Hello - I'm a program manager for a software dev company that deals with very data intensive software. We often import massive amounts of data via an NT service from a CSV file on a daily basis.
Typically, nothing ever changes in the file structure from day to day. However, every once and a while, an extra column gets added accidentally or a new IT guy will put his hands on it and screw things up.
When this does occur, it creates a trickle down effect that results in substantial database issues. These issues can easily take our support staff anywhere from 30 minutes to an entire day (or more) to resolve.
I know that there are ways that safeguards can be put in place to help validate the consistency of the data. What are some of the best practices & techniques used to do something like this?
I know that we could look at column data and compare it against the last successful import for things like "are they both numeric columns?", etc. That type of thing isn't fool proof because if position 3 is a zip code and position 4 is a numeric CustomerID field, what happens if a new column gets inserted in the front of the data? A numeric only check won't cut it. Beyond that, I'm drawing a blank. There has to be a much more proven and tested approach out there than just that. Keep in mind, this data can be ordered in any manner depending on the setup of the export file.

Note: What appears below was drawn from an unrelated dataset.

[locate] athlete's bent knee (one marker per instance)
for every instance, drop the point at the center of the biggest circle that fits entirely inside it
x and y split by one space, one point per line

I'll list a few example of the fields below that could be included: CustomerID, FirstName, LastName, Address, City, State, Zip, Phone, etc.
If anyone could help to provide ANY insight or suggestions on this, it would be greatly appreciated!! We lose hundreds of hours in labor yearly because of it.
I know it's a very difficult question since it's just string comparison but someone has to got to have come up with a process to help ensure data consistency (or at least detect when something has gone haywire).